Colour Plates Summary
Cover (p. 1) — Black-and-white halftone on red-bordered cover: French civilians queuing for bread distributed by a German soldier in an occupied French town square; caption in red circle: “Nach der großen Schlacht in Frankreich: Brot für die Bevölkerung” (After the Great Battle in France: Bread for the Population).
p. 9 (top left) — Colour close-up portrait of a turbaned North African French colonial prisoner gesturing, in a German assembly camp.
p. 9 (top right) — Colour photograph of colonial prisoners slaughtering an animal according to their custom at the camp.
p. 9 (bottom left) — Colour close-up portrait of a Moroccan prisoner wearing a red fez.

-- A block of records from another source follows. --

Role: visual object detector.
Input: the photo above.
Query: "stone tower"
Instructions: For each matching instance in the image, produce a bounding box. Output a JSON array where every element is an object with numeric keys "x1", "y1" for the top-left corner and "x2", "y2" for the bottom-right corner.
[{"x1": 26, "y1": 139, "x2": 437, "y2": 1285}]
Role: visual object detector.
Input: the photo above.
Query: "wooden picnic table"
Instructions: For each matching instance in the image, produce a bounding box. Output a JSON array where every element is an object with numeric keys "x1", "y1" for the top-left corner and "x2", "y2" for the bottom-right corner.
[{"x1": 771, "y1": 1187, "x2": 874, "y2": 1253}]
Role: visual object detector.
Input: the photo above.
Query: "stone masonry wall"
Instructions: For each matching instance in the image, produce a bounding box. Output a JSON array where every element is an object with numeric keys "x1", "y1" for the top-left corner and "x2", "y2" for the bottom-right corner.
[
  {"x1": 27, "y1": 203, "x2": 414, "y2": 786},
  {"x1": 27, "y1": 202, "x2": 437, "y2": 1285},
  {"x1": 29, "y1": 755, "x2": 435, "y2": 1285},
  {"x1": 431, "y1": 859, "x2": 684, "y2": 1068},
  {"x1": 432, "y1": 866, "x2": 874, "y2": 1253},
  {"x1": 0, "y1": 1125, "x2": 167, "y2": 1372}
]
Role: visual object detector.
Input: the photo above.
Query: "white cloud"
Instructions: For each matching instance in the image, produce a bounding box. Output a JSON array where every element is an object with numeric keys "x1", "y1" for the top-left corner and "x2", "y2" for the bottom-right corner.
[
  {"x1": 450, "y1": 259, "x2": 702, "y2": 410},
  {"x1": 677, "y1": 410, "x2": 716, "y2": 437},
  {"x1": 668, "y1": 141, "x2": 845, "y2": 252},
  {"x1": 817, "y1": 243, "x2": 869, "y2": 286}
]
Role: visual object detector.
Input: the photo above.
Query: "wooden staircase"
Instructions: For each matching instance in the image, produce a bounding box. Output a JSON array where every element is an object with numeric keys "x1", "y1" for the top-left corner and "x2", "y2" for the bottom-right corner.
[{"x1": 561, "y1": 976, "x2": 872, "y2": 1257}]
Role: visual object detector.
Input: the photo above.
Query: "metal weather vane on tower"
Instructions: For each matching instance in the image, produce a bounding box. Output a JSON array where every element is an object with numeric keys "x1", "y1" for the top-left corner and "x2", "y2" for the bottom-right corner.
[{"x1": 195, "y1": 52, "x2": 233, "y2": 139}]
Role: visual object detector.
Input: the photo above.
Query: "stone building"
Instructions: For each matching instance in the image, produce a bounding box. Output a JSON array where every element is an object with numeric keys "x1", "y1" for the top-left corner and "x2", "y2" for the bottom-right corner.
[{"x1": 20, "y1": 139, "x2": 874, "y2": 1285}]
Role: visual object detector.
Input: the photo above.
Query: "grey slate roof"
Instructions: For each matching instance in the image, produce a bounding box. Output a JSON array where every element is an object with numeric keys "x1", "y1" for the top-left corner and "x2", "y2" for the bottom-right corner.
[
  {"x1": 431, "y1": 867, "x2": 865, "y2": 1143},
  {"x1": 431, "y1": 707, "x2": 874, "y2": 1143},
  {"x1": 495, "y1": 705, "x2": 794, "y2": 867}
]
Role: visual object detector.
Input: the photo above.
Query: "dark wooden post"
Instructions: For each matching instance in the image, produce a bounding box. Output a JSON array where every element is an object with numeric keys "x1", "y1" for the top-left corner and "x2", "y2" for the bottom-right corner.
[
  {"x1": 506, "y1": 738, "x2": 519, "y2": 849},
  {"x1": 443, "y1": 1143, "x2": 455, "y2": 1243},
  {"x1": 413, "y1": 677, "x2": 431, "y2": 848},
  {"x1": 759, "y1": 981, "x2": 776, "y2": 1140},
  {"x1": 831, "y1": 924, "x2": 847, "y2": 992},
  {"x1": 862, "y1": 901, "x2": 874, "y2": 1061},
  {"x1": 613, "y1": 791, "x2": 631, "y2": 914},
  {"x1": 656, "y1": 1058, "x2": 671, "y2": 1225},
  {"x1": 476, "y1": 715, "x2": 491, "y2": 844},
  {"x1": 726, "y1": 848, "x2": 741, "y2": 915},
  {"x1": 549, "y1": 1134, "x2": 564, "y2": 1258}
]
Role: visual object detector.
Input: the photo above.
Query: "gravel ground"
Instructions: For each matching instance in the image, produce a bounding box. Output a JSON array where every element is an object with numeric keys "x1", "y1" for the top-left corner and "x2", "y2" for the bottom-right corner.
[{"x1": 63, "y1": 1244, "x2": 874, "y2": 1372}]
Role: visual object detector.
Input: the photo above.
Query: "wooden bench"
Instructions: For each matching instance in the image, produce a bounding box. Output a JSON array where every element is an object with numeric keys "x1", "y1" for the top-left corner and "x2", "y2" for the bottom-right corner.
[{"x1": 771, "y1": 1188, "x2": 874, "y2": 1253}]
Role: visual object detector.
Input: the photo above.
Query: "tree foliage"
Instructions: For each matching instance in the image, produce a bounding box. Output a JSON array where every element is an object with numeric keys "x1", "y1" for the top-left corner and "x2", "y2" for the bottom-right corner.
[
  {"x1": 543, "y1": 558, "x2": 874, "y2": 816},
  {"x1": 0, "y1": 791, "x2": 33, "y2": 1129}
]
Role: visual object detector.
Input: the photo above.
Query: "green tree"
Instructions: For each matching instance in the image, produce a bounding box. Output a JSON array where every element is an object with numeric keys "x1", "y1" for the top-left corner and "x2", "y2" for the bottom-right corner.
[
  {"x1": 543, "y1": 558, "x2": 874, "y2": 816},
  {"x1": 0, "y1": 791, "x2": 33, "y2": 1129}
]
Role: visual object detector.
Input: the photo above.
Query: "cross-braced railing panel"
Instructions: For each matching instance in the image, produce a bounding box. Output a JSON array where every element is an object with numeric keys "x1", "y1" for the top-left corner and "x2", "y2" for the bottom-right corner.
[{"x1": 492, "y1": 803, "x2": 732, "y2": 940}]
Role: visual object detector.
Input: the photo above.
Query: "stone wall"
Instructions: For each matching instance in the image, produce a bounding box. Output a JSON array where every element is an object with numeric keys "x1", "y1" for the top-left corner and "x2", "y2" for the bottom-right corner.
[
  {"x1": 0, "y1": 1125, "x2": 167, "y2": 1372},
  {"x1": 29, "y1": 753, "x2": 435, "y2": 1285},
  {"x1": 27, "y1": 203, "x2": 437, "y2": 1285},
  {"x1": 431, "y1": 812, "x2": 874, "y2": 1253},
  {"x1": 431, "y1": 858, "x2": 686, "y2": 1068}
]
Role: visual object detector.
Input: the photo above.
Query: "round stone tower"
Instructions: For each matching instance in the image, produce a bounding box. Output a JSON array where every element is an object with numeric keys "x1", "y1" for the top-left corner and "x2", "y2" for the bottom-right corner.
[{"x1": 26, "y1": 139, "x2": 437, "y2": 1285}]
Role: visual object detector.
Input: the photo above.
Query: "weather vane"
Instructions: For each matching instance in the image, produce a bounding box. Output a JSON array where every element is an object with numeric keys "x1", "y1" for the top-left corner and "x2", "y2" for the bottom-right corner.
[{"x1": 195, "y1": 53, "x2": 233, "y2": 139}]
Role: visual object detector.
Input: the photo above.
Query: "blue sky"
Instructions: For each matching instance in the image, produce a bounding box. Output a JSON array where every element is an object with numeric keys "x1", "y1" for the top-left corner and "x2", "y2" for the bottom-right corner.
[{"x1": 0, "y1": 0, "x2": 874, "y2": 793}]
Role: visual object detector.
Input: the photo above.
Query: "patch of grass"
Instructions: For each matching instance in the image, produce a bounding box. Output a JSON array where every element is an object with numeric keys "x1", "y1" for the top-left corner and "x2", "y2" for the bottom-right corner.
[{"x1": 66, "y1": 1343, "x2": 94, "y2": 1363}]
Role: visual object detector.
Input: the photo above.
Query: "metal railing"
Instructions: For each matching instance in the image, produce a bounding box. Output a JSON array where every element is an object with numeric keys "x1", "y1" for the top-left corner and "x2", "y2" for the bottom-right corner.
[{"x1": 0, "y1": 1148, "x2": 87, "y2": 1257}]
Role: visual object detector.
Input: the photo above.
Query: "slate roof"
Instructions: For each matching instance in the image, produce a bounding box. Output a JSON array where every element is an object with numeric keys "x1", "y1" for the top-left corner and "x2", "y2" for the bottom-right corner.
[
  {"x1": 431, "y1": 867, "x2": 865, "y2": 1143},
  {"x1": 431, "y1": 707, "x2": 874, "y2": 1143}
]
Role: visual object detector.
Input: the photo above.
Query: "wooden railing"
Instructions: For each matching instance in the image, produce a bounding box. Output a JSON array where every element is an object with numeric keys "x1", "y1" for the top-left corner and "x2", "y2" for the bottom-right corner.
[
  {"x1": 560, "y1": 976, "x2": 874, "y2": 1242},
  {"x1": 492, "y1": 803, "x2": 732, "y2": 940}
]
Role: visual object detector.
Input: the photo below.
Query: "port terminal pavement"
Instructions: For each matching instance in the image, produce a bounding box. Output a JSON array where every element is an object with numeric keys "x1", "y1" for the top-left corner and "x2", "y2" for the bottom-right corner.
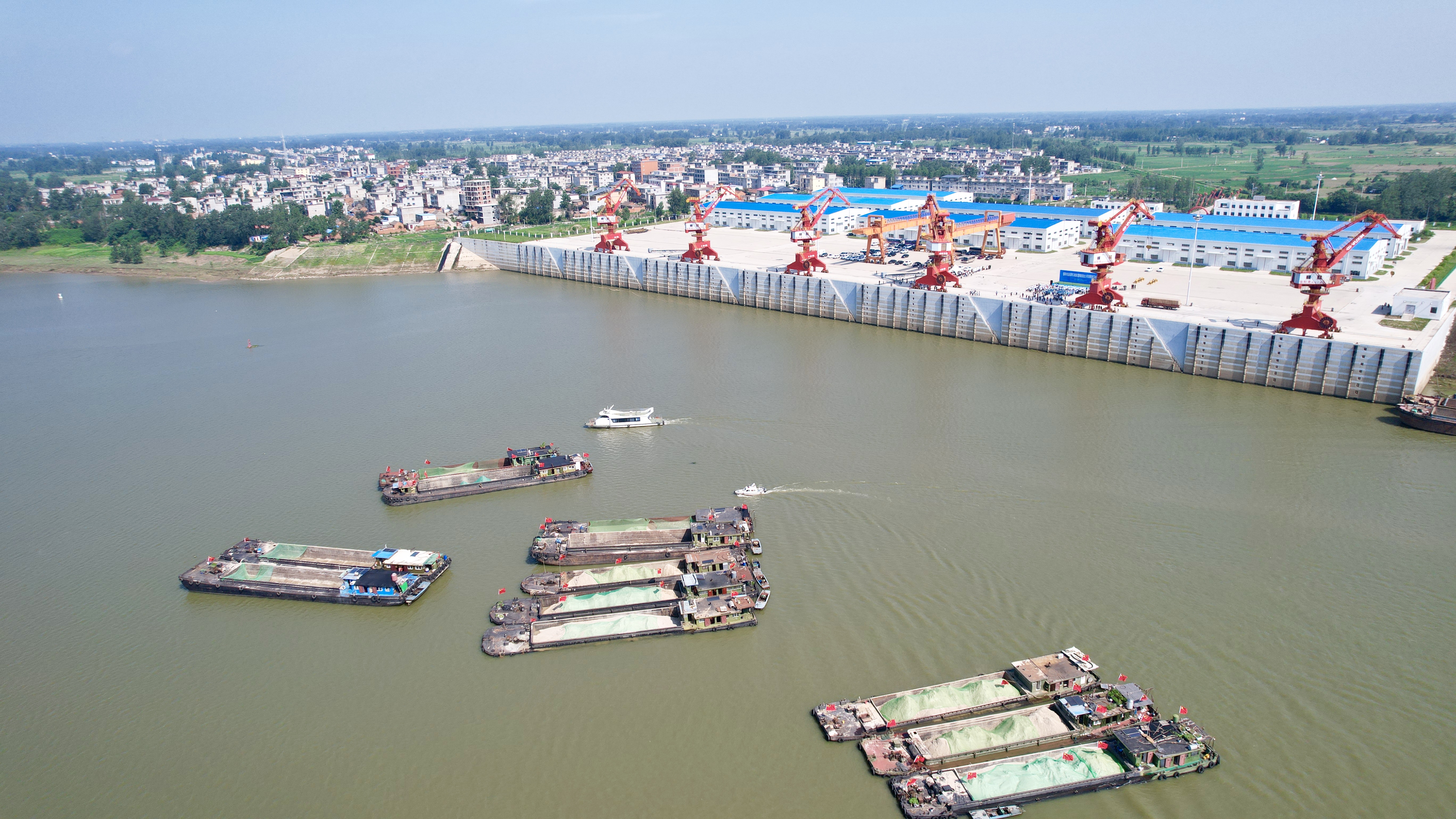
[{"x1": 441, "y1": 221, "x2": 1456, "y2": 404}]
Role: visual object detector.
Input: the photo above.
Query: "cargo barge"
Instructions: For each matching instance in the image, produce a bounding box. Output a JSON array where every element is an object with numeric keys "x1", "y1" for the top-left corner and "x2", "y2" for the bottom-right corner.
[
  {"x1": 530, "y1": 506, "x2": 759, "y2": 565},
  {"x1": 521, "y1": 547, "x2": 751, "y2": 595},
  {"x1": 1395, "y1": 395, "x2": 1456, "y2": 436},
  {"x1": 489, "y1": 557, "x2": 759, "y2": 625},
  {"x1": 178, "y1": 538, "x2": 450, "y2": 606},
  {"x1": 379, "y1": 444, "x2": 591, "y2": 506},
  {"x1": 890, "y1": 720, "x2": 1219, "y2": 819},
  {"x1": 814, "y1": 647, "x2": 1098, "y2": 742},
  {"x1": 481, "y1": 595, "x2": 759, "y2": 657},
  {"x1": 859, "y1": 682, "x2": 1156, "y2": 777}
]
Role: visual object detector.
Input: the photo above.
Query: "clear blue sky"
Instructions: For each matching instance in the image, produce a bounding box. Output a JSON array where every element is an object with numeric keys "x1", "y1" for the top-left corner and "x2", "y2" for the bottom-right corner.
[{"x1": 0, "y1": 0, "x2": 1456, "y2": 144}]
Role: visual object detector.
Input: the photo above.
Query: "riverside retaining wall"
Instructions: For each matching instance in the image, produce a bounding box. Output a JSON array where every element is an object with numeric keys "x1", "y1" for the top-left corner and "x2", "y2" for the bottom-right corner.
[{"x1": 457, "y1": 238, "x2": 1444, "y2": 404}]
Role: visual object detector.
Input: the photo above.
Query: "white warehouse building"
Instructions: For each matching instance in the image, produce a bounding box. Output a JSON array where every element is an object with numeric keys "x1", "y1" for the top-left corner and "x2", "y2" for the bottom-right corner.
[{"x1": 1117, "y1": 224, "x2": 1391, "y2": 278}]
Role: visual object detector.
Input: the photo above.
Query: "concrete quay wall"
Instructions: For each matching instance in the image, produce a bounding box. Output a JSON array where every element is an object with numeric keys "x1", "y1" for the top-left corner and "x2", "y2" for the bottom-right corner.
[{"x1": 460, "y1": 238, "x2": 1427, "y2": 404}]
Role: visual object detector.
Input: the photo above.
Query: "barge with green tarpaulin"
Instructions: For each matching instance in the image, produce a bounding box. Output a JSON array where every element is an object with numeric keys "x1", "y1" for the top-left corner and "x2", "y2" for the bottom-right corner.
[
  {"x1": 481, "y1": 595, "x2": 759, "y2": 657},
  {"x1": 178, "y1": 538, "x2": 450, "y2": 606},
  {"x1": 530, "y1": 506, "x2": 759, "y2": 565},
  {"x1": 814, "y1": 647, "x2": 1098, "y2": 742},
  {"x1": 379, "y1": 443, "x2": 593, "y2": 506},
  {"x1": 859, "y1": 682, "x2": 1156, "y2": 777},
  {"x1": 890, "y1": 717, "x2": 1219, "y2": 819}
]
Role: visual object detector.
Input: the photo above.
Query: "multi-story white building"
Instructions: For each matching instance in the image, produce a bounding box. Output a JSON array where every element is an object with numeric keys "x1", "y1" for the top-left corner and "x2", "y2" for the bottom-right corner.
[{"x1": 1209, "y1": 197, "x2": 1299, "y2": 219}]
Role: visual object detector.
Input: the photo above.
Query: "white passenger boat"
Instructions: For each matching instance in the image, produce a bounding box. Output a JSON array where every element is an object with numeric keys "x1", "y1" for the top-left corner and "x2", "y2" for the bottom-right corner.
[{"x1": 587, "y1": 407, "x2": 667, "y2": 430}]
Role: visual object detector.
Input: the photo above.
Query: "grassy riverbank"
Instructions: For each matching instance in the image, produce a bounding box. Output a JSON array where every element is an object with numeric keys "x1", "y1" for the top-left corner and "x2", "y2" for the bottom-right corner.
[{"x1": 0, "y1": 230, "x2": 453, "y2": 278}]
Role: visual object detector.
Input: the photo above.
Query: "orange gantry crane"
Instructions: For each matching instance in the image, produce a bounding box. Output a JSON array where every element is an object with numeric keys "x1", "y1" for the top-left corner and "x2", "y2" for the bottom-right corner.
[
  {"x1": 1072, "y1": 200, "x2": 1156, "y2": 311},
  {"x1": 679, "y1": 185, "x2": 743, "y2": 264},
  {"x1": 595, "y1": 176, "x2": 642, "y2": 254},
  {"x1": 785, "y1": 188, "x2": 855, "y2": 275},
  {"x1": 853, "y1": 194, "x2": 1016, "y2": 293},
  {"x1": 1274, "y1": 210, "x2": 1401, "y2": 338}
]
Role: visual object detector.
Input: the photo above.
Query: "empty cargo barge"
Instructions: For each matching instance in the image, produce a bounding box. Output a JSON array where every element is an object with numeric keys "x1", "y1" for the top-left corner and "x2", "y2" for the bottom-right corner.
[
  {"x1": 814, "y1": 648, "x2": 1096, "y2": 742},
  {"x1": 481, "y1": 595, "x2": 759, "y2": 657},
  {"x1": 178, "y1": 539, "x2": 450, "y2": 606},
  {"x1": 521, "y1": 547, "x2": 769, "y2": 595},
  {"x1": 530, "y1": 506, "x2": 757, "y2": 565},
  {"x1": 859, "y1": 682, "x2": 1156, "y2": 777},
  {"x1": 379, "y1": 444, "x2": 591, "y2": 506},
  {"x1": 491, "y1": 551, "x2": 767, "y2": 625},
  {"x1": 890, "y1": 720, "x2": 1219, "y2": 819}
]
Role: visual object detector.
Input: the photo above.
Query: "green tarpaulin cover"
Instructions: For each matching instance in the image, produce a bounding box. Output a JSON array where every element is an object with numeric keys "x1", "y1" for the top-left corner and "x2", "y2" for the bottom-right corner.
[
  {"x1": 575, "y1": 564, "x2": 677, "y2": 586},
  {"x1": 936, "y1": 714, "x2": 1041, "y2": 756},
  {"x1": 587, "y1": 517, "x2": 651, "y2": 532},
  {"x1": 961, "y1": 748, "x2": 1123, "y2": 800},
  {"x1": 223, "y1": 562, "x2": 274, "y2": 580},
  {"x1": 542, "y1": 586, "x2": 677, "y2": 614},
  {"x1": 266, "y1": 544, "x2": 309, "y2": 560},
  {"x1": 879, "y1": 678, "x2": 1021, "y2": 723},
  {"x1": 536, "y1": 612, "x2": 673, "y2": 643}
]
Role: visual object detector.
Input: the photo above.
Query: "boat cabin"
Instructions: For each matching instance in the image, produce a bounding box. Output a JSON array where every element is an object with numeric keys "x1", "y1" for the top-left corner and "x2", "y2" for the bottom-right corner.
[
  {"x1": 1011, "y1": 647, "x2": 1098, "y2": 694},
  {"x1": 1112, "y1": 720, "x2": 1203, "y2": 768}
]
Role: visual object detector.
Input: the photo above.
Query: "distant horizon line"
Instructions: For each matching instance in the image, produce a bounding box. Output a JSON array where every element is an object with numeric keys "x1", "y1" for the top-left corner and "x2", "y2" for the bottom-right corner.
[{"x1": 0, "y1": 102, "x2": 1456, "y2": 150}]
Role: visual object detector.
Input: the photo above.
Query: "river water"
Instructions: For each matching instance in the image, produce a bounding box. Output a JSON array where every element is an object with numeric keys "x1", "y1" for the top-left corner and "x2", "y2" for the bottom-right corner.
[{"x1": 0, "y1": 271, "x2": 1456, "y2": 819}]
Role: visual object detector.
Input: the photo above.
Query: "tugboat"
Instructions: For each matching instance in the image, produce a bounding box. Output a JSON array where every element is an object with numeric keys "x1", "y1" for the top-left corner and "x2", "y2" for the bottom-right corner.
[
  {"x1": 1395, "y1": 395, "x2": 1456, "y2": 436},
  {"x1": 587, "y1": 407, "x2": 667, "y2": 430},
  {"x1": 379, "y1": 443, "x2": 591, "y2": 506}
]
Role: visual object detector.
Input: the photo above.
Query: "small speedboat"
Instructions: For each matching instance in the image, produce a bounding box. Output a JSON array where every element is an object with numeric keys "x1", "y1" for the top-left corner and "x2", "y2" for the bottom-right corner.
[{"x1": 587, "y1": 407, "x2": 667, "y2": 430}]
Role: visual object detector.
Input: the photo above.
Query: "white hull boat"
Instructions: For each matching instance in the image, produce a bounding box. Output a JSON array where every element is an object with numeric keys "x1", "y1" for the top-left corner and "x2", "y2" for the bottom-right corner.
[{"x1": 587, "y1": 407, "x2": 667, "y2": 430}]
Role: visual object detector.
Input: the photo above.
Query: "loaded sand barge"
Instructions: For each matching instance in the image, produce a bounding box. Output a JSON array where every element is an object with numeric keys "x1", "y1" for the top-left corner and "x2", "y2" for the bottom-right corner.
[
  {"x1": 379, "y1": 444, "x2": 591, "y2": 506},
  {"x1": 491, "y1": 549, "x2": 763, "y2": 625},
  {"x1": 814, "y1": 647, "x2": 1098, "y2": 742},
  {"x1": 859, "y1": 682, "x2": 1156, "y2": 777},
  {"x1": 178, "y1": 539, "x2": 450, "y2": 606},
  {"x1": 530, "y1": 506, "x2": 756, "y2": 565},
  {"x1": 481, "y1": 595, "x2": 759, "y2": 657},
  {"x1": 890, "y1": 720, "x2": 1219, "y2": 819}
]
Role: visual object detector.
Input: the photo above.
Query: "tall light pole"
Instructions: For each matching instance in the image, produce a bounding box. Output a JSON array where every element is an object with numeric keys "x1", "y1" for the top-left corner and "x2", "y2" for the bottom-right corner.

p. 9 (bottom right) — Colour photograph of colonial prisoners preparing and sharing food in the camp.
p. 10 (top left) — Colour close-up portrait of a West African prisoner in a tan turban.
p. 10 (top right) — Colour photograph of an African prisoner eating alone from a suitcase used as a table.
p. 10 (bottom row) — Three colour images: colonial prisoners in a group, an African prisoner’s face, and prisoners resting in a camp.
p. 23 — ★ MOST DRAMATIC COLOUR PLATE: Full-page close-up colour photograph of a German soldier silhouetted in the foreground watching a French town building burn with vivid bright orange flames erupting from windows, rubble-strewn street below. Captioned “Irgendwo in Frankreich: Das Ende einer verteidigten Stadt…” Remarkable for the intensity of the fire colour against the grey-blue sky.
p. 24 — Full-page colour photograph taken from elevation looking down over a partly devastated French town: a church with a rose window still standing, surrounded by burned-out rooftops, orange flames visible from one building, green countryside in the distance.
p. 25 — Full-page colour aerial photograph of a French town’s shattered centre: red-tiled roofs intact on the periphery, the inner streets reduced to gutted façades and rubble, muted earth tones of brick, stone, and scorched timber.
p. 26 — Full-page colour photograph of German pioneer troops in camouflaged helmets paddling a rubber inflatable raft silently through reeds and marsh grass. Caption: “Schwimmende Insel” (Floating Island).
p. 39 (top) — Full-page colour close-up photograph of a destroyed Maginot Line armoured cupola: pockmarked and rust-streaked grey steel dome amid shattered concrete rubble and bent rebar. Caption: “Hier brachen die deutschen Truppen durch.”
p. 39 (bottom) — Colour landscape photograph of the dragon’s-teeth anti-tank obstacles of the extended Maginot Line stretching across a green open field toward a distant village.
p. 40 (top) — Colour stage photograph of the Berliner Staatsoper production of Richard Strauss’s Der Rosenkavalier: elaborate Baroque set with red-uniformed footmen, a white-gowned soprano, and gilded decor.
p. 40 (bottom) — Colour photograph of a Berlin variety theatre chorus line of eight women in glittering butterfly-wing costumes performing under coloured stage lighting.
Back cover (p. 48) — Red-bordered monochrome rear cover: four German soldiers at the Tomb of the Unknown Soldier beneath the Arc de Triomphe in Paris, with floral wreaths around the eternal flame; inscription on the tomb visible in mirror-image. Caption: “JUNI 1940 / Vor dem Grabmal des Unbekannten Soldaten in Paris” (June 1940 / Before the Tomb of the Unknown Soldier in Paris).